COMPANY ACTIVITY

Felix has a record year

FELIX Resources has increased its net profit after tax by 42% for the recent financial year, and ...

Blair Price
Felix has a record year

Felix said 2008-09 was its most profitable year by far, with NPAT of $267.6 million achieved during a period of extreme market volatility.

Reflecting the 2008 boom prices for coal, revenue increased 67.2% year-on-year to $755.6 million while the Australian producer’s share of coal sales from its portfolio of mines was up 3% year-on-year to a record 4.7 million tonnes.

Updating the prospective 13Mt per annum Moolarben project in the Hunter Valley of New South Wales, Felix said construction was on schedule with bulk earthworks nearing completion.

With the foundations for the coal handling and preparation plant at a well-advanced stage, steel erection will start in September.

More than 200 personnel are onsite and mining equipment is being assembled and commissioned to start overburden removal in early October.

The mine management team has been recruited and interviewing for mine plant operators has started.

The company estimated that 1000 contractors were working offsite on the design and fabrication of the CHPP.

First coal is still expected to be loaded for export in March next year with the completion of Newcastle Coal Infrastructure Group’s new coal terminal at Newcastle.

Felix said the contracted export tonnage for Moolarben was now 3.43Mtpa but it expected some take-up for additional tonnage on spot markets for north Asian, Chinese and Indian power stations.

Stage 2 development approvals are being sought, which will give the operation an extra longwall mine and an open cut, taking the total to two longwall mines and four open cuts.

“It is expected to receive development consent and mining leases for stage 2 within this year,” Felix said.

“This will allow Moolarben to be taken up to 13 million tonnes per annum of product coal for export and domestic markets.
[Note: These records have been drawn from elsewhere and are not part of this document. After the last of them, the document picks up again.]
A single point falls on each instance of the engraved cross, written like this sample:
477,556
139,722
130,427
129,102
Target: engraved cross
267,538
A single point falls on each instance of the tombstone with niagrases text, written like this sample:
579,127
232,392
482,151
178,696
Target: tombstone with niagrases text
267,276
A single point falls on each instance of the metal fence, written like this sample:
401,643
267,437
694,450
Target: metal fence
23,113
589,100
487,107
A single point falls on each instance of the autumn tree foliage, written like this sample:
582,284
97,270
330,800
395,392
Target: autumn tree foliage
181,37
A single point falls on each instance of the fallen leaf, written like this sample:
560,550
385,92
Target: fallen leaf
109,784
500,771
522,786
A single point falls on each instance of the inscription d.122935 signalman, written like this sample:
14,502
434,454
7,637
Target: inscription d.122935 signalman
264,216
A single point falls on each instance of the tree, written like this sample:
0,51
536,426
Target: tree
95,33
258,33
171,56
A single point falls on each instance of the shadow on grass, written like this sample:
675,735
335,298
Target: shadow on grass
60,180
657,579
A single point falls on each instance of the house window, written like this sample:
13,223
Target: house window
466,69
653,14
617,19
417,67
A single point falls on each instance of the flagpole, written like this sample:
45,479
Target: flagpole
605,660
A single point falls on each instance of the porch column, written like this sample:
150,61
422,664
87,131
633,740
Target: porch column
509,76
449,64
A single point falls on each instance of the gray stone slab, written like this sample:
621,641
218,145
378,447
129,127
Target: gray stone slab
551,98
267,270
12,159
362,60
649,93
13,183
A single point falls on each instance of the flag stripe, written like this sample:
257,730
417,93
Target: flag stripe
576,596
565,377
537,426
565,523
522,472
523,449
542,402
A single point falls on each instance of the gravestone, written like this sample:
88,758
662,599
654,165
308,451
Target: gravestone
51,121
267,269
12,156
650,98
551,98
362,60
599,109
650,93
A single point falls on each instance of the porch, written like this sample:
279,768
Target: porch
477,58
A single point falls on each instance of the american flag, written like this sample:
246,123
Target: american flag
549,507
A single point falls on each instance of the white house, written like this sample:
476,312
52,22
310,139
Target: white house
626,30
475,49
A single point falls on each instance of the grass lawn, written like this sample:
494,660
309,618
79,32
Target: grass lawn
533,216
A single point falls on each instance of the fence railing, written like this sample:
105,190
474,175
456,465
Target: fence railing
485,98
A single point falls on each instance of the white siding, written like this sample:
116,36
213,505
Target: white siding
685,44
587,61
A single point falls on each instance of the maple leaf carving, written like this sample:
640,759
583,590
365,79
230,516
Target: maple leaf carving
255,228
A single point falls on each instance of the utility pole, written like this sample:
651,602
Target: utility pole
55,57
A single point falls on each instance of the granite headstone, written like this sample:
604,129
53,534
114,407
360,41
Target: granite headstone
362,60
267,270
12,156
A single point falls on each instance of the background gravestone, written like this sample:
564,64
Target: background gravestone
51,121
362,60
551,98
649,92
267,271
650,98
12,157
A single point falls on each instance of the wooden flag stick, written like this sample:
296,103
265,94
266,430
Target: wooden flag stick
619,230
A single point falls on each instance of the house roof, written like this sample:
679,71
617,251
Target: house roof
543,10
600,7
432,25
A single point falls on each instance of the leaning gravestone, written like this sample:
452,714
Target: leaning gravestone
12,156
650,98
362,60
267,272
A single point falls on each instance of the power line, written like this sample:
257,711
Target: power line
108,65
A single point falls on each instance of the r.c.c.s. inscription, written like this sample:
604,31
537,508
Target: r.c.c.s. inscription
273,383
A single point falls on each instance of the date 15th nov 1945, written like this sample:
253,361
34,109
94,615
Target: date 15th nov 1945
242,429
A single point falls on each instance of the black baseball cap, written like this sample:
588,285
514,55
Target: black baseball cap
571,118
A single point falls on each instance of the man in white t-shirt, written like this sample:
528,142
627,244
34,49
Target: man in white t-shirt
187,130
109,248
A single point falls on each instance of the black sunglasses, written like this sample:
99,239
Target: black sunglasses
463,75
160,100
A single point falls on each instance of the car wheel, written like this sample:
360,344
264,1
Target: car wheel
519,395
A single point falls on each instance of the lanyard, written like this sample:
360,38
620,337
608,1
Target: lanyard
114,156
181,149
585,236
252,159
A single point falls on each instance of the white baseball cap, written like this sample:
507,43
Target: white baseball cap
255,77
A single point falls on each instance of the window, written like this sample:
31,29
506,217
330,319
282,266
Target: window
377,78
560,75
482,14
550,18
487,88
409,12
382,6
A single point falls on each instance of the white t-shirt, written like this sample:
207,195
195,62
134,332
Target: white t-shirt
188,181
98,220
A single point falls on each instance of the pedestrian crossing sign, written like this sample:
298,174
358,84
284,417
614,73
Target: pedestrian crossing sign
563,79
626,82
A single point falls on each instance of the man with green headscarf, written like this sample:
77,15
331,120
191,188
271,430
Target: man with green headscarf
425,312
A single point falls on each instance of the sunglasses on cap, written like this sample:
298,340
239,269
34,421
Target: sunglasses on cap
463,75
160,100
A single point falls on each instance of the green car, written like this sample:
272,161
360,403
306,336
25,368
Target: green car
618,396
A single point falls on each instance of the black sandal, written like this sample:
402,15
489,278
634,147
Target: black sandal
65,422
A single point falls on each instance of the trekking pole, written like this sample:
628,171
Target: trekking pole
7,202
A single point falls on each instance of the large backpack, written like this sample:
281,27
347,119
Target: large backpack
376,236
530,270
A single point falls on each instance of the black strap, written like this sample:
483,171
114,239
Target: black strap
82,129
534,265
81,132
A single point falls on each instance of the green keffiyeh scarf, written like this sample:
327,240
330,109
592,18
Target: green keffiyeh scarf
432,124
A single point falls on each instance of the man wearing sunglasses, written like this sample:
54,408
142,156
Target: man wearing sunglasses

At this level, approximately 8.8 million tonnes per annum will come from open cut mining and 4-4.2 million tonnes per annum from underground mining.”

Felix owns 80% of Moolarben.

In the financial year, Felix’s 60%-owned Ashton open cut and longwall operation achieved 3.14Mt of coal sales.

The steel market slump reduced shipments of metallurgical coal from both Ashton and Felix’s wholly owned Yarrabee mine in Queensland, but demand returned to normal by May, with deals made to customers in Japan, Korea, Taiwan, China and India.

Felix said most customers agreed to carry over the tonnage not taken last year at the higher contract price.

Felix also made its first sales of Ashton coking coal into China and India in recent months.

At Yarrabee, Felix made 1.6Mt of coal sales while exploration yielded “significant coal intersections” south and east of the mine.

Improving pulverised coal injection coal sales, if maintained, have Felix expecting to keep its current expansion plans for the mine.

Felix aims to lift the JORC resources of the mine, while planning is underway to target 2.8Mtpa of production for a life of 20 to 30 years.

The company’s 51%-owned Minerva open cut mine in Queensland had 2.5Mt of coal sales for the recent financial year.

Felix said exploration at Minerva had uncovered a number of coal-bearing areas surrounding the mine, including a large underground resource at Athena to the north.

Drawing from current cash at bank of around $320 million, Felix’s board has declared a fully franked dividend of 50c per share payable on October 30 with the record date being October 15.

Another dividend of the same amount will be paid if Yanzhou Coal Mining’s $16.95 per share takeover of Felix is completed.

Felix’s board has approved the multi-billion dollar takeover but the transaction depends on a variety of approvals, with Felix expecting the deal to be complete by late December.

Shares in Felix are up 2c to $17.37 this morning.